You might have noticed that a few weeks ago I added a feature to HanziCraft that automatically tries to find pronunciation clues in each character. Using this tool, I decided to create phonetic sets using the 6800 most frequent Chinese characters.

Phonetic Sets

What is a phonetic set?

I quote from HanziCraft

A phonetic set is a list of characters where a component produces the same pronunciation clue towards each character. For instance, the component 马, which is pronounced as 'ma3', can be found in these characters: 吗,玛,码,蚂,犸. They all have the same pronunciation 'ma3'.

I decided to generate two lists. One where components have the exact same pronunciation as the character, and two, where the component has the same syllable but differs on tone.

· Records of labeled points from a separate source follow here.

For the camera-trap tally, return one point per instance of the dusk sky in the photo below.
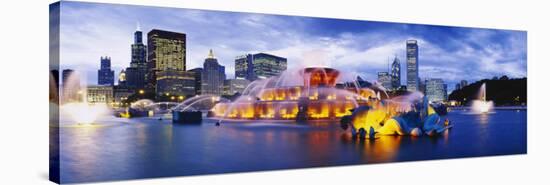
(89, 31)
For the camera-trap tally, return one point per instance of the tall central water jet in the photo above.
(481, 105)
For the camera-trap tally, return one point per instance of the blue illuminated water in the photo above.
(118, 148)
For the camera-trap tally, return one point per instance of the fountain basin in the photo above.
(187, 117)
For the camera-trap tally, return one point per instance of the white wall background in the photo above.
(23, 97)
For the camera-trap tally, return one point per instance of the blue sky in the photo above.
(90, 30)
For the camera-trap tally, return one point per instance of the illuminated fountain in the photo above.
(147, 108)
(75, 105)
(481, 105)
(307, 94)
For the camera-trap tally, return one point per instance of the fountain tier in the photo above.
(316, 99)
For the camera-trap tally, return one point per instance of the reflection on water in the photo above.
(146, 147)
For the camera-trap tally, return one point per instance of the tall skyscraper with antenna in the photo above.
(412, 65)
(396, 73)
(135, 74)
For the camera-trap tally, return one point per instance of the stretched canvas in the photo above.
(145, 92)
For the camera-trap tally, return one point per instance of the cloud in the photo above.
(363, 48)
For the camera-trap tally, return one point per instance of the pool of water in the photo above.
(118, 148)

You can see both lists here.

Interesting Findings?

令(ling2) is awesome! Just look at this list of all the characters that have the exact same pronunciation:

零,玲,铃,鈴,龄,齡,伶,翎,聆,羚,苓,蛉,呤,泠,囹,瓴,鸰,鴒,舲

And this one where it includes all the characters with 令, but with different tones.

领,領,零,玲,铃,鈴,龄,齡,岭,伶,翎,聆,羚,苓,蛉,呤,泠,囹,瓴,鸰,鴒,舲

You’ll see some characters overlap, because some characters have multiple pronunciations.

Combinality

As I mention on the page, combinality is still another variable to consider when you look at these lists. How trustworthy is a component in providing those clues to the character?

Read my post on sub-conscious variables in Chinese characters for more info. This is a variable that HanziCraft is working on trying to find. It’s not that hard, but just needs some more coding.